Morris stood confounded. By such unexpected volte faces and sudden generosities, did his mother cause all his resentment to appear ungrateful and futile. He felt angry with her, and at the same time touched, and ashamed of his own anger. Perhaps most of all he felt bewildered. Then he thought of the motor-car, his ambition for the past two years. It would make all the difference to Pensevern. He saw himself, a dashing, reckless driver, yet skilled in hair-breadth escapes, leaning back in the driving-seat with his cap pulled over his eyes, and one careless hand on the wheel—negligent, cool, yet infinitely competent.
These pleasing reveries were not new to Morris, but they had never before been illuminated by any spark of probability. He was happy for some time. But presently he became once more gloomy.
No number of motor-cars would convey him to Germany or enable him to make music his career. The motor-car was his mother’s bribe to keep him at home.
Morris flushed at the thought, and tried to ignore a subconscious conviction, rapidly forcing itself upon him, that a motor-car in the garage was worth more than a career in the future.
It was, of course, absurd.

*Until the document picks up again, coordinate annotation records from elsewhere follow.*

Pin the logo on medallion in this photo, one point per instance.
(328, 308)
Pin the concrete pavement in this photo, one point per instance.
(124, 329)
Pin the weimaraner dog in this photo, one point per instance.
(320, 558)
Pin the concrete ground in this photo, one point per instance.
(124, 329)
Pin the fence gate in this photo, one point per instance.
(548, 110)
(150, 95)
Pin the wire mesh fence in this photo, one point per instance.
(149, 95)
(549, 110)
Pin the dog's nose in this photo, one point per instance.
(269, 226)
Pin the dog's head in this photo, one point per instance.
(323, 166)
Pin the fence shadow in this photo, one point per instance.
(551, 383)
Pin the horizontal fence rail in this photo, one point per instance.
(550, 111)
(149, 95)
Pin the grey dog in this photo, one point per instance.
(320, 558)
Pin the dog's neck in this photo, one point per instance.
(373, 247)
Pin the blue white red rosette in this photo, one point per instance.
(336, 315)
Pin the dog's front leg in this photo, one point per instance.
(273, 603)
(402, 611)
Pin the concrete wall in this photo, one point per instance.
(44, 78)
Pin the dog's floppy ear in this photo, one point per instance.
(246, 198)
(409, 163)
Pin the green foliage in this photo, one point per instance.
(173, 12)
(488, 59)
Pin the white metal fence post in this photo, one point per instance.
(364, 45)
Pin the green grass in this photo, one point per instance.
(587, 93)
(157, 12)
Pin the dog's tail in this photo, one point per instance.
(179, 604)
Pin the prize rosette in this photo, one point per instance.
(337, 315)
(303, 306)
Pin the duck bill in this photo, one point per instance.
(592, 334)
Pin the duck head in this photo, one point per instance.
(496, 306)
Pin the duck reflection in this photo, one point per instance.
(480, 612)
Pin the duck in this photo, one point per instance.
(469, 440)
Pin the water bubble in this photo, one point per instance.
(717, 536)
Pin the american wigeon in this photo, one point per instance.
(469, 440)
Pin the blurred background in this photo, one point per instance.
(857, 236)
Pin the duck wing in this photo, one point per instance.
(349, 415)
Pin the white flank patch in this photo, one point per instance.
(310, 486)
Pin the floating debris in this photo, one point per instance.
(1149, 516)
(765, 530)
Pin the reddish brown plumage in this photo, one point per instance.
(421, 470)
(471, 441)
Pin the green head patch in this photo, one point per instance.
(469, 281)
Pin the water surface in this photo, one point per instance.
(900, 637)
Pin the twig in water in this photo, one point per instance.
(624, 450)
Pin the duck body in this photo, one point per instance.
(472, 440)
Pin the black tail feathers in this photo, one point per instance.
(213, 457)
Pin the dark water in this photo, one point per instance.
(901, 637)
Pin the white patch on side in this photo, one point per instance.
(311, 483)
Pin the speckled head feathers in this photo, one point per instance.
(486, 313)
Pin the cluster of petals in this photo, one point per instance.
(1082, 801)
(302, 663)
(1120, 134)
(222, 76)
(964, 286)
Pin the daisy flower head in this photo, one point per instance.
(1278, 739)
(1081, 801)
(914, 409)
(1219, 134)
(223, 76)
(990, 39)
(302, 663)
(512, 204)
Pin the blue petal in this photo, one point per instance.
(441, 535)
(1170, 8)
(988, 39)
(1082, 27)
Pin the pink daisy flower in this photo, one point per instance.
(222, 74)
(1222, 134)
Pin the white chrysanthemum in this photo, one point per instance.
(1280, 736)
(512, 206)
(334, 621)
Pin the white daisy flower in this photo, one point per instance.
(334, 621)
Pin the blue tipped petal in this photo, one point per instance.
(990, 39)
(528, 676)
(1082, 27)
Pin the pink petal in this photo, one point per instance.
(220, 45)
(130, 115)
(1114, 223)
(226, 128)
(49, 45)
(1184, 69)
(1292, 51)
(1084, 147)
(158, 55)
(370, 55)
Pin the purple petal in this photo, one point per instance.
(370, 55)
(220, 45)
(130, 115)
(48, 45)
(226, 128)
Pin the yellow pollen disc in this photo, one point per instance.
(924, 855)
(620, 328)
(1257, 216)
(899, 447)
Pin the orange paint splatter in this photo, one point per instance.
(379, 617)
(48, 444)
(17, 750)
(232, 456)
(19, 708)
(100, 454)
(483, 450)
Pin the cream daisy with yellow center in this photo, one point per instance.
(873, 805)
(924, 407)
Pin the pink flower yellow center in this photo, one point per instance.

Motor-cars did not alter the whole course of a man’s lifetime.
Did his mother really mean it? Morris turned to her letter again. It was explicit enough, and he was also struck by the note of appeal sounded. Inspiration came to him slowly. The appeal of a widowed mother! Might not the whole ambition of a lifetime be worthily sacrificed to that? Motor-cars might, as it were, be flung in by an admiring Providence, but they should not be allowed to affect the main issue.
The vision of the dashing young mechanic was hastily relinquished in favour of that of a morose, disappointed man, his career sacrificed to the whim of his mother, his passion for music thwarted by harsh circumstances in early youth.
“The world has lost a great musician there,” he fancied might be the sorrowful reply to inquiries about the strong, silent figure whose story would be so well known to every tenant on the estate in the long years to come.
“I will stay. I will give it all up,” declared Morris to himself, and felt a genuine pang at the renunciation.
The pang, recurring at ever-widening intervals, was destined to remain a source of satisfaction to him for a number of years.